Fresh Wind Biotechnologies, Inc. developed a proprietary data analysis platform for precise and efficient TCR identification.
Other Challenges of TCR-T Cell Therapy
Besides identification and selection of suitable tumor antigens and reactive TCRs, other challenges remain, including:
· Toxicity assessment: Assessing and managing toxicity risks, including both on-target off-tumor and off-target off-tumor (cross-reactivity) effects.
· Optimizing T cell engineering: Exploring viral transduction, gene editing (e.g., CRISPR/Cas9), and improving manufacturing processes to enhance the efficiency and safety of T cell engineering.
· Tumor resistance mechanisms: Overcoming hurdles like target antigen downregulation or loss, as well as the immunosuppressive tumor microenvironment, which can limit the effectiveness of TCR-T cell therapies. Investigating combination therapies with immune checkpoint inhibitors to overcome tumor resistance.
Overall, addressing these challenges is crucial to improve the safety and efficacy of TCR-T cell therapy.
In Summary, TCR-T cell therapy has shown remarkable promise in treating solid tumors, even those that have limited responses to current immunotherapies. Although this therapeutic approach is complex, addressing challenges through improved selection of tumor-specific antigens and optimizing TCR identification and T cell engineering can enhance antitumor efficacy while reducing toxicity. Like next-generation CAR-T cells, TCR-T cell therapy has the potential to revolutionize the treatment landscape for cold tumors and address a significant unmet medical need.
References:
1. Malekzadeh P, Pasetto A, Robbins PF, Parkhurst MR, Paria BC, Jia L, Gartner JJ, Hill V, Yu Z, Restifo NP, Sachs A, Tran E, Lo W, Somerville RP, Rosenberg SA, Deniger DC. Neoantigen screening identifies broad TP53 mutant immunogenicity in patients with epithelial cancers. J Clin Invest. 2019 Mar 1;129(3):1109-1114. doi: 10.1172/JCI123791. Epub 2019 Feb 4. PMID: 30714987; PMCID: PMC6391139.

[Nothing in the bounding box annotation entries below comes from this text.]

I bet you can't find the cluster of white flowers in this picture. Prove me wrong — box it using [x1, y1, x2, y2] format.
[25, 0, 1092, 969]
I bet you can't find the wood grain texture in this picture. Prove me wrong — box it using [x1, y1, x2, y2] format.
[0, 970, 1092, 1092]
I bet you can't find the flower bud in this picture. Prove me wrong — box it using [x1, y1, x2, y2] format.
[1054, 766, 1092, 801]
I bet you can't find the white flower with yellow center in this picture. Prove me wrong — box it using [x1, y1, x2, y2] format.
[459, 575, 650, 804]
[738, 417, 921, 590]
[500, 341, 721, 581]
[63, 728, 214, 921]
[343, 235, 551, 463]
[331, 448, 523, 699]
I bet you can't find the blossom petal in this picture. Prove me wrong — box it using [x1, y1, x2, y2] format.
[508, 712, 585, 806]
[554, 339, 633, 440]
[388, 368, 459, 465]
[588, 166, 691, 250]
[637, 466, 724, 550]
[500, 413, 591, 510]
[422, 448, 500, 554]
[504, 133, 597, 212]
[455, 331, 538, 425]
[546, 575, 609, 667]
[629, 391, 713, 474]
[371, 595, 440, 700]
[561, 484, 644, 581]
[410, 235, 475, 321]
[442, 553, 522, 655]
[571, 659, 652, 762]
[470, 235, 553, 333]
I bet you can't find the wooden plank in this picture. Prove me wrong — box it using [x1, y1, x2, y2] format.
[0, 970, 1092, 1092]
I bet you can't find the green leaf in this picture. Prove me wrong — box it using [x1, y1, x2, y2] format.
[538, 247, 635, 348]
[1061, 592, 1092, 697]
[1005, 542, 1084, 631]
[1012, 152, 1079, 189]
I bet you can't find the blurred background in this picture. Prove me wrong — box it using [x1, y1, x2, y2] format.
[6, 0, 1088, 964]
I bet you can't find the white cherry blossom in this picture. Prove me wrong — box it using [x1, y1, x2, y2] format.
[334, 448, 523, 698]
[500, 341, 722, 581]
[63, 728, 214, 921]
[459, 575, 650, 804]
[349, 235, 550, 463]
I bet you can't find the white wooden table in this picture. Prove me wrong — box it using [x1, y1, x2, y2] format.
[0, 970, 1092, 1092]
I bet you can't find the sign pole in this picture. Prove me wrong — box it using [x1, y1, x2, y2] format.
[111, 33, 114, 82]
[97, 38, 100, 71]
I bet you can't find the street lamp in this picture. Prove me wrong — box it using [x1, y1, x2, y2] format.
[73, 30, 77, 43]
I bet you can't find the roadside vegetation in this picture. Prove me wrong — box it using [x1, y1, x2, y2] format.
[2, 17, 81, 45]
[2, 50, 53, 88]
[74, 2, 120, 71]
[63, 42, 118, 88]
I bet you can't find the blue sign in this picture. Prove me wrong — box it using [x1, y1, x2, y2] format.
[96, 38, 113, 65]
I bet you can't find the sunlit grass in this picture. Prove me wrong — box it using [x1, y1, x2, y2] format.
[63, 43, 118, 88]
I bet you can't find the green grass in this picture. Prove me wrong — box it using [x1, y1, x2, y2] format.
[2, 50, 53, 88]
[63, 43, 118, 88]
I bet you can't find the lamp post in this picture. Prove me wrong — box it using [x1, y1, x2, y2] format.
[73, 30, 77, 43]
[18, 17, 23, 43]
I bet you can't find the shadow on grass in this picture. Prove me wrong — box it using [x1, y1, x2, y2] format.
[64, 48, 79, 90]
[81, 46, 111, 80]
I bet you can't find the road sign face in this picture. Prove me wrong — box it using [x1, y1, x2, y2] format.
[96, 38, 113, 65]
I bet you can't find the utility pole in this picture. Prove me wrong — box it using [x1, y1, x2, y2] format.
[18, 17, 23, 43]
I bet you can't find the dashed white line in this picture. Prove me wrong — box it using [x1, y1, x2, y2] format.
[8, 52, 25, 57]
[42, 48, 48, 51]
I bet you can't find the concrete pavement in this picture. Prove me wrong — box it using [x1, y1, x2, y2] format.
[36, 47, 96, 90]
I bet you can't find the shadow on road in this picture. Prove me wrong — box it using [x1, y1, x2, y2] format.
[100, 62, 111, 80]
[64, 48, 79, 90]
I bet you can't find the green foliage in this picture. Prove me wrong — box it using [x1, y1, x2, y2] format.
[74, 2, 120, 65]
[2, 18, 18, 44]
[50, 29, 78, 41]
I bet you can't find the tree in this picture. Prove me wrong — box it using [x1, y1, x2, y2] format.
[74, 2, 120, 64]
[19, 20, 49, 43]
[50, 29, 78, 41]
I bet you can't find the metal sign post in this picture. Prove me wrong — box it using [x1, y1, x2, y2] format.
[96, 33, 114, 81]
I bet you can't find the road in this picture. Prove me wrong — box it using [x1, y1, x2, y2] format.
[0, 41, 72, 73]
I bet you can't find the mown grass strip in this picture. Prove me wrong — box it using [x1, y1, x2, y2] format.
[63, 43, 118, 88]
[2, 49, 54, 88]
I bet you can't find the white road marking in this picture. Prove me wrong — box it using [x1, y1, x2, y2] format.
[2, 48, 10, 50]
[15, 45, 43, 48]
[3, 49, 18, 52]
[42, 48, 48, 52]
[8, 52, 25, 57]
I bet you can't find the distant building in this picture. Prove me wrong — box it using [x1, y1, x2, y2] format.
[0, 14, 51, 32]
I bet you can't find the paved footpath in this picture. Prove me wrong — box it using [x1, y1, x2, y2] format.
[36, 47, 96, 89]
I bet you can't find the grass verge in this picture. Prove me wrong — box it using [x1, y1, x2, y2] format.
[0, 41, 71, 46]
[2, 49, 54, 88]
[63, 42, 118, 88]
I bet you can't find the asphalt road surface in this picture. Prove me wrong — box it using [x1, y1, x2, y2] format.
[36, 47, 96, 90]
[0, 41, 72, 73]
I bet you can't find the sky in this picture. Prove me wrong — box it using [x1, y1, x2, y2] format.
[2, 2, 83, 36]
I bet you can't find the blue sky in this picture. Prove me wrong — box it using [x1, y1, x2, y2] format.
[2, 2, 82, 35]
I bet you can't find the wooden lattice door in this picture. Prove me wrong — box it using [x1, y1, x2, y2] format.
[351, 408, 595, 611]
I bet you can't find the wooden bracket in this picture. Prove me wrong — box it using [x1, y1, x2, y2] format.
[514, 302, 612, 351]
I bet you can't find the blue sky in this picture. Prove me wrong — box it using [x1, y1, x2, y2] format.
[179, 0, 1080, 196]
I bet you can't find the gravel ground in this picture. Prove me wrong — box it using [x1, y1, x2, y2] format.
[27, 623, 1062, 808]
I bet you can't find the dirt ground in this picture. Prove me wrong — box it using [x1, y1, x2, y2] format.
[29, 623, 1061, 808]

2. Lowery FJ, Krishna S, Yossef R, Parikh NB, Chatani PD, Zacharakis N, Parkhurst MR, Levin N, Sindiri S, Sachs A, Hitscherich KJ, Yu Z, Vale NR, Lu YC, Zheng Z, Jia L, Gartner JJ, Hill VK, Copeland AR, Nah SK, Masi RV, Gasmi B, Kivitz S, Paria BC, Florentin M, Kim SP, Hanada KI, Li YF, Ngo LT, Ray S, Shindorf ML, Levi ST, Shepherd R, Toy C, Parikh AY, Prickett TD, Kelly MC, Beyer R, Goff SL, Yang JC, Robbins PF, Rosenberg SA. Molecular signatures of antitumor neoantigen-reactive T cells from metastatic human cancers. Science. 2022 Feb 25;375(6583):877-884. doi: 10.1126/science.abl5447. Epub 2022 Feb 3. PMID: 35113651; PMCID: PMC8996692.